Dördüncü hikâyenin kahramanı Yaralı Mahmut da olağanüstü bir şekilde dünyaya gelir. Kahramanın doğmasına yardımcı olan kuvvet yine bir derviştir. Dervişin verdiği elmanın yarısını Buhara Padişahı, diğer yarısını da karısı yer, bu elmanın kabuklarını ise ahırdaki kısrak yer. Böylece padişahın 9 ay 10 gün sonra nur topu gibi bir oğlu, kısrağın da bir tayı olur (Alptekin 1983: 21).

Beşinci hikâyenin kahramanı Murad Şah da olağanüstü bir doğum motifiyle dünyaya gelir. Dede Sultan’ın verdiği elmanın yarısını padişah diğer yarısını da karısı yer ve 9 ay 9

gün 9 saat 9 dakika sonra padişahın bir oğlu olur. Oğlu olan Hurşid Şah, donanma edip (merasim yapma) kurbanlar keser ve herkesi memnun eder (Kaya-Koz 2000: 134).
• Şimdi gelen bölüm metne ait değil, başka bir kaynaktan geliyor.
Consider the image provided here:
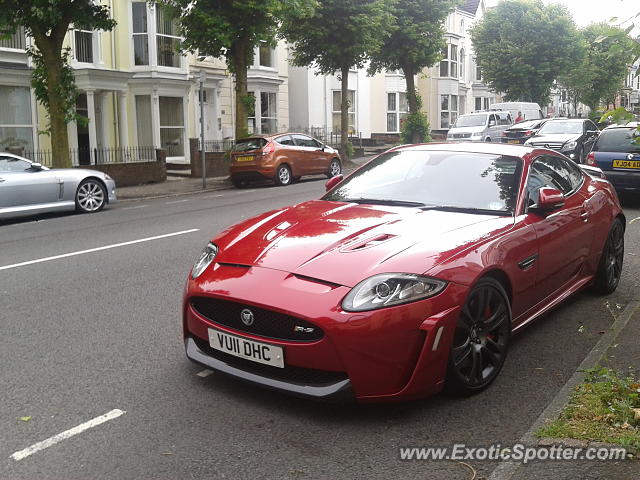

Altıncı hikâyede ise kahramanımız Kerem ve sevgilisi Aslı’nın doğumu şöyle olmuştur: İki dost (Âdil Şah ve Keşiş), dertlerine çare aramak için seyahate çıkarlar. Yolda bunların karşısına bir ihtiyar çıkar. İhtiyar, bunların neden dertli olduklarını, niçin seyahate çıktıklarını söyleyip bir elma verir. İhtiyarın söylediğine göre bu elmayı hanımlarıyla beraber yemeleri halinde çocukları olacaktır. Vakti gelince şahın bir oğlu, keşişin de bir kızı dünyaya gelir (Duymaz 2001: 42).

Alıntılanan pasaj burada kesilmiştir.